The poll was conducted by Normington Petts and the findings were outlined in a memo released by the DGA, which show just 34 percent of likely Illinois voters approve of Rauner’s job performance while 63 percent disapprove.
Rauner, who spent most of the summer making a series of highly embarrassing hiring decisions, has decided he needs to do something to improve his numbers. So, he’s going after public employee pensions. Again.
"Membership in any pension or retirement system of the State ....shall be an enforceable contractual relationship, the benefits of which shall not be diminished or impaired."
That seems clear, unless you are a union-hating midwestern governor.
In that case, you might latch on to a scheme promoted by the conservative Manhattan Institute which would have Congress allow the General Assembly to ignore the Illinois Constitution if pensions are placing a financial hardship on the state.

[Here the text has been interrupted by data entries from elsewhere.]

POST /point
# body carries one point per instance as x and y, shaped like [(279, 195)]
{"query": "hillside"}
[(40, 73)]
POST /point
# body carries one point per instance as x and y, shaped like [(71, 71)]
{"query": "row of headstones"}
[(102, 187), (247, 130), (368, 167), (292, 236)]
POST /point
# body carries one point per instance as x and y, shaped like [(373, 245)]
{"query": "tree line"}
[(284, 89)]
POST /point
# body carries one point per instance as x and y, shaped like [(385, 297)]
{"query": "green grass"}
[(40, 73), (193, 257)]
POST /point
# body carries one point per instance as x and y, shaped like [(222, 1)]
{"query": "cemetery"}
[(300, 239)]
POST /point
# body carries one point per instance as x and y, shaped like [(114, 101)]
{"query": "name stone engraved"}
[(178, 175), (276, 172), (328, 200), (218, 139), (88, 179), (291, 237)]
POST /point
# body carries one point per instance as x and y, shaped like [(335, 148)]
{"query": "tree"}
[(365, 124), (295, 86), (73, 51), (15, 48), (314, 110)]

Yes, owing to the Supremacy Clause of the U.S. Constitution, Congress does have the authority to override the pension protection clause of the Illinois Constitution — the wording that says participation in a public pension system is “an enforceable contractual relationship, the benefits of which shall not be diminished or impaired.” That is, Congress can empower the Illinois legislature to make the changes to state and municipal pensions that the Illinois Supreme Court has blocked.
And yes, pensions to current and future retirees could be affected, depending on how the state legislature wants to reform the system.
The governor shared this big idea with business people recently…
The governor thinks Congress can release the state from that restriction by passing a law that would give states permission to come up with cost-saving changes to their pension programs. The option would be available to states only after they had established that spending money on workers’ retirement plans is hampering other essential services.
After conducting hearings, a state would have to propose its changes to a court, which would hear arguments from people who would be affected. Options could include reducing benefits provided under a pension plan, changing the way benefits are calculated or limiting the number of pensions a person can collect.
This line of reasoning ignores something the Illinois Supreme Court, in 2015, did not; the state’s financial problems are self-inflicted and addressable.
The justices went so far as to fault lawmakers for failing to keep in place a 2011 temporary income tax hike that boosted the personal tax rate to 5 percent. At the start of the year, the tax increase automatically phased down to 3.75 percent for individuals, costing the state $4 billion in annual revenue. Much of the tax increase was used to make the state’s share of pension payments during those four years.
“The General Assembly could also have sought additional tax revenue. While it did pass a temporary income tax increase, it allowed the increased rate to lapse to a lower rate even as pension funding was being debated and litigated,” Karmeier wrote.
The governor expressed hope the measure allowing Congress to tear up the state Constitution could be rolled into tax reform legislation being discussed in Washington.
Is that realistic? Perhaps not. But as the Tribune story hints, maybe that’s not the point.
Even if the appeal to the federal government goes nowhere, it allows Rauner to tell voters he has a plan for dealing with the pension problem.
While the prospects for this scheme to move forward are far from clear, there are some things of which all Illinoisans can be certain:
The governor doesn’t respect the Illinois Supreme Court.
The governor doesn’t respect the Illinois Constitution.
The governor doesn’t respect working people, especially those who belong to unions.
Hold that thought. The election is less than 13 months away.